By Norris Burkes, May 15, 2022
Even if you’re not much of a Bible reader, you might want to check out the “Wicked Bible, “aka” Adulterous Bible,” or “Sinners’ Bible.”
Printed in1631, the WB is so-named because it omits “not” from the seventh commandment.
Sounding more like Hippie “free love” of the 1960s, readers are told in no uncertain terms “thou SHALT commit adultery.”
Fortunately, when the error was discovered a year later, only 1,000 copies remained to be recovered and burned by the church.
Still, justice had to be done. King Charles I hauled the printers Robert Barker and Martin Lucas into court where the judge revoked their printing license and fined them 300 pounds, equal to $80,000 today.
How did the egregious misprint come to be? Some scholars suggest industrial sabotage by a rival printer. But my column proofreader, Davalynn Spencer, sides with the scholars who say it was a result of underpaid and overworked copy editors like herself.
Today, it is supposed that twenty WBs remain in circulation, most likely in England. So, imagine the shock when the University of Canterbury in Christchurch, New Zealand announced that a student discovered one of these “adulterated” versions.

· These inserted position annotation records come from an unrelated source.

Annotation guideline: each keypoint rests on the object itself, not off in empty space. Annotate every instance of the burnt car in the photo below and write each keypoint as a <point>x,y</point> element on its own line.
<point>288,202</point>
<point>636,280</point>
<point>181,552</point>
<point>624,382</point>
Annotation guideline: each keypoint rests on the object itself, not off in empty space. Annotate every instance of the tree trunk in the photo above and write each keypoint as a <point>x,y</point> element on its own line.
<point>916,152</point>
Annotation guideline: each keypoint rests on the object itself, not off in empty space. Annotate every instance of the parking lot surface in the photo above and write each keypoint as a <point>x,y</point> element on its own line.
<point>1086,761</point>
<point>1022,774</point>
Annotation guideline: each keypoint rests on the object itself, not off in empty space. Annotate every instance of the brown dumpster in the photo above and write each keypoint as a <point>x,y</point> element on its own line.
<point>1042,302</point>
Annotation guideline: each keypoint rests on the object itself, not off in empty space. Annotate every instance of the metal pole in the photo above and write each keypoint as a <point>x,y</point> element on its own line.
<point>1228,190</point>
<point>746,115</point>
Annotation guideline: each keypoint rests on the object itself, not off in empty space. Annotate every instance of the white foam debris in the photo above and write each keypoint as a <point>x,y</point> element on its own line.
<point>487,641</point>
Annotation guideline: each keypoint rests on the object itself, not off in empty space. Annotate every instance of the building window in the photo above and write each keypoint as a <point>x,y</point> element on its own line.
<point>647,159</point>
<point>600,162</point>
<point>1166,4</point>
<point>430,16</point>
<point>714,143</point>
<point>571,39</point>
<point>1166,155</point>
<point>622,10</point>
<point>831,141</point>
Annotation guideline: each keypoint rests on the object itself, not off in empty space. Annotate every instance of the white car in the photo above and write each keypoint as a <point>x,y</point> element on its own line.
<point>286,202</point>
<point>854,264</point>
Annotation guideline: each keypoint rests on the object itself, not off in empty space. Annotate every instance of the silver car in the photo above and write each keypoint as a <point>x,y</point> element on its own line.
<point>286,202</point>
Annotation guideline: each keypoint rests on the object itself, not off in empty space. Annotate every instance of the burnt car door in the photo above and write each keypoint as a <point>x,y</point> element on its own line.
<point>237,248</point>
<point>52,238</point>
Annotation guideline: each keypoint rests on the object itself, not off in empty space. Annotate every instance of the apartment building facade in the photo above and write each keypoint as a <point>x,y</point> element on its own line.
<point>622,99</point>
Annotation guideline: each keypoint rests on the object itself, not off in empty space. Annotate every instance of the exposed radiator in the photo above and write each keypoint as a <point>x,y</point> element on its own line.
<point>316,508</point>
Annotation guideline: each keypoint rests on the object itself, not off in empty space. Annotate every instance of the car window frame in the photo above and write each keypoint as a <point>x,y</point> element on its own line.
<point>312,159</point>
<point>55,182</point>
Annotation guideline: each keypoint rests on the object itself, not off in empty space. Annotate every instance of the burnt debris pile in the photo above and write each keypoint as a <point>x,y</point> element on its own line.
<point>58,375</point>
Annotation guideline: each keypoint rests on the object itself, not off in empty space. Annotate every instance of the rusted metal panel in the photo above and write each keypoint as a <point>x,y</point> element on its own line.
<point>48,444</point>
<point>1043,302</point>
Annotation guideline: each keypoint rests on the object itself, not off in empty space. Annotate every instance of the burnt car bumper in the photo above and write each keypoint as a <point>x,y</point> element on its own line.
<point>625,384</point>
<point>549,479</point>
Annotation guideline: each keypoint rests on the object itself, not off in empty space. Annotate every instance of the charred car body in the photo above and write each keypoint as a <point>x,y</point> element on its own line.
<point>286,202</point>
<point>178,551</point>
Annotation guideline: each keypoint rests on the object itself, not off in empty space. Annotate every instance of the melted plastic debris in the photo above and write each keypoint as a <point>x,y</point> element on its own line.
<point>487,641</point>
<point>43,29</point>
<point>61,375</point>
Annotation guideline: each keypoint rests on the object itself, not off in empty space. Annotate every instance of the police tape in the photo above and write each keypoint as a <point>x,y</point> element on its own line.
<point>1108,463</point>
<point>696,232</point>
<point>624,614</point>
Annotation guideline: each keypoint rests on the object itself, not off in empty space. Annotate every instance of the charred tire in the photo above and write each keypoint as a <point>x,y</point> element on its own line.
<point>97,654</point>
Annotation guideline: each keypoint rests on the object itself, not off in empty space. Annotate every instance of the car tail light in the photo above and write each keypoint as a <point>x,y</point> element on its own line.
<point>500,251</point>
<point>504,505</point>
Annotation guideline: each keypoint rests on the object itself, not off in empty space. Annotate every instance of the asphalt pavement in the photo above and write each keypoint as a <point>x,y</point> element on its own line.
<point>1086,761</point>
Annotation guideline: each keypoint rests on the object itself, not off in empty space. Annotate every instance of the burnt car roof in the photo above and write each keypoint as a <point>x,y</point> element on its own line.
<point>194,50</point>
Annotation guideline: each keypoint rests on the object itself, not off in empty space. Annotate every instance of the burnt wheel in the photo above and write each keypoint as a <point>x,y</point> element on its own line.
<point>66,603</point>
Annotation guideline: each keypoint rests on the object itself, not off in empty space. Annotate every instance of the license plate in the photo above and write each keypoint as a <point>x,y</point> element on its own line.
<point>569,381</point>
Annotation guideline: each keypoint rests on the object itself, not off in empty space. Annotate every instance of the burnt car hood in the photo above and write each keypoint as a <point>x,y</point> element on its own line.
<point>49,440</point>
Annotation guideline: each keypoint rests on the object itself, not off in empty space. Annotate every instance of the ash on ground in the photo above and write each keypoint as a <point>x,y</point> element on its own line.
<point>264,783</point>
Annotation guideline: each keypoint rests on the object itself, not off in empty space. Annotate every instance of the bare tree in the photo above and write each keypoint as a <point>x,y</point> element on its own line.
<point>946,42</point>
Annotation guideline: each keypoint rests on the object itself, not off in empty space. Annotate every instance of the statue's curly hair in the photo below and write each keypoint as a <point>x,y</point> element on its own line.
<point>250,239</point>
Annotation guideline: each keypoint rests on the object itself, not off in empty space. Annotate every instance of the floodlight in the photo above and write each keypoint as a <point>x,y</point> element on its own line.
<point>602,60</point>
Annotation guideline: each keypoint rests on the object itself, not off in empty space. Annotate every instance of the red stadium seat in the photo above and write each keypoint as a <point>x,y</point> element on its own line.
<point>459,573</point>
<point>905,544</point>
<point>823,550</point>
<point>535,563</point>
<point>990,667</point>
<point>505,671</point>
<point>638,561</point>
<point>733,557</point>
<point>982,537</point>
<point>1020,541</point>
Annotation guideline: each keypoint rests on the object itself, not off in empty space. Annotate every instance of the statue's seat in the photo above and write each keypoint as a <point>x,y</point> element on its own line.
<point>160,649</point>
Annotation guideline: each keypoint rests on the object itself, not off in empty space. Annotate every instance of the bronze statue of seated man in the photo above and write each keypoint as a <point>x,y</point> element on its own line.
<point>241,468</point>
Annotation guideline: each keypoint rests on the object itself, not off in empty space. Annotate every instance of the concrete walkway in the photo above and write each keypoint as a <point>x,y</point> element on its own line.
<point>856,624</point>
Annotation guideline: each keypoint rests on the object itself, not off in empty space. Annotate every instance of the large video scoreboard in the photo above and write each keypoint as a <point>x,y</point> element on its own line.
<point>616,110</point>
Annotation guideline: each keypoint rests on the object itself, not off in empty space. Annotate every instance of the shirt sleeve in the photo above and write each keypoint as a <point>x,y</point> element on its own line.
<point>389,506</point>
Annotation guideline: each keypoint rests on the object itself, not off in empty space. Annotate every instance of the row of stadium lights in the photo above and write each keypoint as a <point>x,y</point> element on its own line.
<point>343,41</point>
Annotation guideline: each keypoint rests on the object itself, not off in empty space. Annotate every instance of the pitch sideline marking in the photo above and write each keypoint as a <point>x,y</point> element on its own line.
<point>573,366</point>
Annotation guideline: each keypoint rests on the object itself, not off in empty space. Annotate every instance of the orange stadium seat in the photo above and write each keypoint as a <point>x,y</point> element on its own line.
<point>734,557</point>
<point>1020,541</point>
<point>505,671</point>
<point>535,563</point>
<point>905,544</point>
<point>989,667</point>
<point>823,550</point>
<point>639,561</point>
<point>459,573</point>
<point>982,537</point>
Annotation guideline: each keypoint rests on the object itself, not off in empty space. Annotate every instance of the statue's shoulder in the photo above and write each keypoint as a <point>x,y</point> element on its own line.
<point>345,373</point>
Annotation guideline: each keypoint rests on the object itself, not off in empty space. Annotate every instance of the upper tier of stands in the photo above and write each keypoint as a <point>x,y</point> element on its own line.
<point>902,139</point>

The version was found in 2018, but its discovery was made public only this week to allow archivists the chance to authenticate and preserve the book.
I sympathize with Bob and Marty. They likely never suspected their simple mistake would be carried forward four centuries.
Still, lest we laugh too hard at their misfortune, perhaps we should confess that we too tangle the original meaning of the commandments. We do it when we overemphasize a commandment or alter its intent to espouse our favored viewpoint.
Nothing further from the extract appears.